通販生活

 

武田 甲州 の ペイオフ対策室
ペイオフ対策 法人編A
(事業会社編)

事業会社のペイオフ対策

<取引先の選別>

○取引先の取引金融機関を見る

 取引先がどんなに優良な営業成績であっても、取引金融機関の内容が悪ければ要注意。振り出される手形、小切手の信用も一段下と見てよい。現金取引かあるいは取引量の絞込みが必要。

<預金の分散と優良金融機関への傾斜配分>

○困難な金融機関の変更

 事業会社の場合には、非常に困難を伴うのがメイン金融機関の変更である。しかしながら従業員や取引先のことを考えた場合、金融機関が破綻したら自分のところも破綻するというわけにはいかないというのは企業経営者として当然の認識であろうと思われるがいかがであろうか。

○早めの対策

したがって、現在の取引金融機関の財務状態がよくないと思われる場合には早めに対策を講じていく必要がある。

預金の分散も困難な場合が多い。借入金との兼ね合いなど難しい問題もある。

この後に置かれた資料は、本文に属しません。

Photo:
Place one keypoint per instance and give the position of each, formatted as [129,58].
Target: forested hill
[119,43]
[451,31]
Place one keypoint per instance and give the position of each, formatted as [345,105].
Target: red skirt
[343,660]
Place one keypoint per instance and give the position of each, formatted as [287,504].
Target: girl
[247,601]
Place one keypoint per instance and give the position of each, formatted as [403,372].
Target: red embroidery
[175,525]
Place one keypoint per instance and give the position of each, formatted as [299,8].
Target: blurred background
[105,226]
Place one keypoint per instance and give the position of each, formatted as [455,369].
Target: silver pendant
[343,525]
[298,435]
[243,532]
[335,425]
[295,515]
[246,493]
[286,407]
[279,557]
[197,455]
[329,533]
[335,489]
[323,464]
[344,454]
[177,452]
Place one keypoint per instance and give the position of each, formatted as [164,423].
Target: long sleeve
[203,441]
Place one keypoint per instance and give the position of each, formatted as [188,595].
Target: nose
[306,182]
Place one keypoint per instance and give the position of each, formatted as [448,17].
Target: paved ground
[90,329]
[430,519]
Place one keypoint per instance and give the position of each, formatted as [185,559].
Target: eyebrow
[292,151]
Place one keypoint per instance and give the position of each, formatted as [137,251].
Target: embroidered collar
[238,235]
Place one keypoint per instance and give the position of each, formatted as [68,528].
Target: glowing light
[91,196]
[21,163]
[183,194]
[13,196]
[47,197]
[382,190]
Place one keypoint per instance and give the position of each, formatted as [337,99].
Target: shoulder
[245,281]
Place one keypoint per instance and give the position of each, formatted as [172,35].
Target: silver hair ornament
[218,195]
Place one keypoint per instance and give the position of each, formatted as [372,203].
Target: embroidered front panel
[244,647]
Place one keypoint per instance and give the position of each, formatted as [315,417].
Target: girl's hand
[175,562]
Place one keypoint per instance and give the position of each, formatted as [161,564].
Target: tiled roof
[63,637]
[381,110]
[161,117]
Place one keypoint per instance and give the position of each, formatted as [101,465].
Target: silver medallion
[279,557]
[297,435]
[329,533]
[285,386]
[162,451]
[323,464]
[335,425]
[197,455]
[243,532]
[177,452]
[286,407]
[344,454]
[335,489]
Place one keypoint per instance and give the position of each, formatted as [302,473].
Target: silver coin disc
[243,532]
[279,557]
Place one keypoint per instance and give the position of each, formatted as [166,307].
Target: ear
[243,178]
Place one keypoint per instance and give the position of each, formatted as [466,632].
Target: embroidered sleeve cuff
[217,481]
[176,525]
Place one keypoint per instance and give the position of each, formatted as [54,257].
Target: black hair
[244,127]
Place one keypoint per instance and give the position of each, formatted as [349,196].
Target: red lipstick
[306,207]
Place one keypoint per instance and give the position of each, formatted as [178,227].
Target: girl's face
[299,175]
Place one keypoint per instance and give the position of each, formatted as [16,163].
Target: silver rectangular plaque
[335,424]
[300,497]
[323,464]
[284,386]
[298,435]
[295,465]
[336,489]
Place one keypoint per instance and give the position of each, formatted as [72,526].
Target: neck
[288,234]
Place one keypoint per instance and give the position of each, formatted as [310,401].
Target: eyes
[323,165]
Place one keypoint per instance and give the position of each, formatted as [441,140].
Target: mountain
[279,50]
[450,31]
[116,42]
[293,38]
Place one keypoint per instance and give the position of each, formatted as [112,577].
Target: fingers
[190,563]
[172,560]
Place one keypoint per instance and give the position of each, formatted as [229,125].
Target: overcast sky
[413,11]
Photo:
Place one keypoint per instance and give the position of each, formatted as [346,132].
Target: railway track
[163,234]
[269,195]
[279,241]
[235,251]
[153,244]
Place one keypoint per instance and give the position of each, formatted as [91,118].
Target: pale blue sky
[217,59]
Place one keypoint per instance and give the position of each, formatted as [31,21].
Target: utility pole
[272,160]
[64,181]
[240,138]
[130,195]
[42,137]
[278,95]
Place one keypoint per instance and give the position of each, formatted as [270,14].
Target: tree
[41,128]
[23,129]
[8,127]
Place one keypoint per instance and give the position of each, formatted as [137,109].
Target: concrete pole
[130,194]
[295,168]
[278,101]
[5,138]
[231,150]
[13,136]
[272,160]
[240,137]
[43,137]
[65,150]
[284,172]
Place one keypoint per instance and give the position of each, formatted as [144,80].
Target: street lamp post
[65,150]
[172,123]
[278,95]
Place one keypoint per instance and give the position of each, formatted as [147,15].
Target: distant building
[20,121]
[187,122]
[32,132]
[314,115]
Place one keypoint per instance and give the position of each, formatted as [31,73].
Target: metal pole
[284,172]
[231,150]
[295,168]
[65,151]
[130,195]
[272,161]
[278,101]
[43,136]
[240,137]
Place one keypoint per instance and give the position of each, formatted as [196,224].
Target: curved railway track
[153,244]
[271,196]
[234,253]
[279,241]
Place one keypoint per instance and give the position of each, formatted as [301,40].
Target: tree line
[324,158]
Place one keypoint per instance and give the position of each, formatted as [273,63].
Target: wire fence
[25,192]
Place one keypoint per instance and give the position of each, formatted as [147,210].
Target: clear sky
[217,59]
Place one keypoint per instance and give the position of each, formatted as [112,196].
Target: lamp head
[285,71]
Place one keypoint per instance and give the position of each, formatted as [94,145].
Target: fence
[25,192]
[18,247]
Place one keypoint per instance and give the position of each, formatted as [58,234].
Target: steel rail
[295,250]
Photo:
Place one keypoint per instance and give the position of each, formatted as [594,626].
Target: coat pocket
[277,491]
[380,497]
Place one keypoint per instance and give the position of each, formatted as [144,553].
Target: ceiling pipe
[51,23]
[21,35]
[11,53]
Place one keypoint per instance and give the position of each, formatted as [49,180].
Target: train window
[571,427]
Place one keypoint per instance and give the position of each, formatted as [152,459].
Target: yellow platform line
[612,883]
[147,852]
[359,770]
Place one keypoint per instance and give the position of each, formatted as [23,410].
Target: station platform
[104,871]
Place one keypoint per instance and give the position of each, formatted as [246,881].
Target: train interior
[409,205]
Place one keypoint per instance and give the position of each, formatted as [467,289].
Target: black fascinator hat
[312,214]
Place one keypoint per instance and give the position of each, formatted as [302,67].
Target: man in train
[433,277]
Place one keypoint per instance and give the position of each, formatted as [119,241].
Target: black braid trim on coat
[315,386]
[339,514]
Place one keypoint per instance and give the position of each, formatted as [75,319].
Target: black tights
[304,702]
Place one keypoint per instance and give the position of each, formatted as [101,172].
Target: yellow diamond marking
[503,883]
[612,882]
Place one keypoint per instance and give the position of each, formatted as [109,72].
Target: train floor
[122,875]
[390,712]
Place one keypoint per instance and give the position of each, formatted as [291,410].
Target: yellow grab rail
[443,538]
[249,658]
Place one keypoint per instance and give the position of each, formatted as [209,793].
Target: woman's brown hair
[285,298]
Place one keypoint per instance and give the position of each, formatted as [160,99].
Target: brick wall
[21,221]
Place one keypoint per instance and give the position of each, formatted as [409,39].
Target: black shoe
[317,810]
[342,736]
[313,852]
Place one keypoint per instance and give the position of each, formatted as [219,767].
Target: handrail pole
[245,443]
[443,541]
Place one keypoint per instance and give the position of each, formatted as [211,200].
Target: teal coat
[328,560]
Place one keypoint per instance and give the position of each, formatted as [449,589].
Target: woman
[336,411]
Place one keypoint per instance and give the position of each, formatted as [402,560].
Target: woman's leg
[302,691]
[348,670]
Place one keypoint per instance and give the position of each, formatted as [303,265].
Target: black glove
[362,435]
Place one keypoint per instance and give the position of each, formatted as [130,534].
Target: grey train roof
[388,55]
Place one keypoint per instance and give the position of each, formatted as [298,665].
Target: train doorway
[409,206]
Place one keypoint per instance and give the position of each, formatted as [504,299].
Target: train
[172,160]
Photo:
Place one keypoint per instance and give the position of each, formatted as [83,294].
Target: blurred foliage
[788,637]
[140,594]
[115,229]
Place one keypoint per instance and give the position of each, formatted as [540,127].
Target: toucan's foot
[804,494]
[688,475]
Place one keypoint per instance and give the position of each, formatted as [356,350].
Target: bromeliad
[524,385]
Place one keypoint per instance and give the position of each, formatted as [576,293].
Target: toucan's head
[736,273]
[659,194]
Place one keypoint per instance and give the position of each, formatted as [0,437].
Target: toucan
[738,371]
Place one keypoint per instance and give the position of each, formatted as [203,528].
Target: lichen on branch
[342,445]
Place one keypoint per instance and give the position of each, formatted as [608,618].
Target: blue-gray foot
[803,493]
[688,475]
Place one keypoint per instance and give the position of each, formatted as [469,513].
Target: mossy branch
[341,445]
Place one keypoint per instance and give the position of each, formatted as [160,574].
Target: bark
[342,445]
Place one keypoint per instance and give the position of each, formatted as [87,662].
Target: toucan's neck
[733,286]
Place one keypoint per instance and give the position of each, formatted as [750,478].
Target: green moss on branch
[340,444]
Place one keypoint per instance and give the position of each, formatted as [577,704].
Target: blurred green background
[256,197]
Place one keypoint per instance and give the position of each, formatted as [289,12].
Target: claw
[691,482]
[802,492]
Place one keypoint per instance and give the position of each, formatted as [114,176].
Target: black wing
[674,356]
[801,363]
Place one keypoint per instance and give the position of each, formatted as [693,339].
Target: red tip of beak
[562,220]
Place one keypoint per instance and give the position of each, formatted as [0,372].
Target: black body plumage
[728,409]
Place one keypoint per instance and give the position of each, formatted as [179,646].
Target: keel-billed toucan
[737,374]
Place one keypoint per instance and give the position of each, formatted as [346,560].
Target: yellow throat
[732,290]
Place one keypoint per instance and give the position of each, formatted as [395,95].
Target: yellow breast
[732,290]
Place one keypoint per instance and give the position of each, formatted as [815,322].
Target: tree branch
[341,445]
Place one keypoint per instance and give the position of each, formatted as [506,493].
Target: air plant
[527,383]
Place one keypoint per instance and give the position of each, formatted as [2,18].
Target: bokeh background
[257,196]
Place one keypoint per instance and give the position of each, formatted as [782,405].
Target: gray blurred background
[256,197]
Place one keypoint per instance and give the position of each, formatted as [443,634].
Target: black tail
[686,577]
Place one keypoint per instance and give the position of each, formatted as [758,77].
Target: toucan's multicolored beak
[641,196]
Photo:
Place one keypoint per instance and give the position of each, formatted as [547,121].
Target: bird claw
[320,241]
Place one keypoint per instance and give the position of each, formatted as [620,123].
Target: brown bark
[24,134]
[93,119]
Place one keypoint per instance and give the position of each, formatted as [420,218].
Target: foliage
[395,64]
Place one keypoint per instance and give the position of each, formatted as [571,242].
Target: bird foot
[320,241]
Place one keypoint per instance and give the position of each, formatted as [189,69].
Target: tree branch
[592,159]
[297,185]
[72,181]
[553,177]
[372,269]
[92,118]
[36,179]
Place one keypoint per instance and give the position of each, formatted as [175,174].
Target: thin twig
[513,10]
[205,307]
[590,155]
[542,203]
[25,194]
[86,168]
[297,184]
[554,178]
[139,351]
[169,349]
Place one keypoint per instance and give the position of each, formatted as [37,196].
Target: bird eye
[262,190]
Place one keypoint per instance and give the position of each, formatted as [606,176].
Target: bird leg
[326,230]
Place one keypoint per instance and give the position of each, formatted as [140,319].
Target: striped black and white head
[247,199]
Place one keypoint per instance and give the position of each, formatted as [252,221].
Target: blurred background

したがって、早めの対策実施をお勧めしたい。

対策は2ステップでOK。具体的には、ペイ・オフ凍結解除が2段階で行われることから、それに合わせて実施していけばよい。

@第1ステップ(平成14年3月まで)

優良金融機関に口座開設。

・預金の実績作り(定期性の預金を移し替える)。

・ 従来取引金融機関の借入金残高を圧縮する。

・従来取引金融機関の預金は普通預金のみとする、など。

A第2ステップ(平成15年3月まで)

・普通預金など決済性預金の移し替え、

・借入金がある場合には担保預金とする、など

○預金以外の商品へのシフト

預金以外で預金代替商品へシフトする方法。具体的には有価証券や金への投資を考える。

・MMF、中期国債ファンドが普通預金、当座預金、定期預金の代替商品として期待される。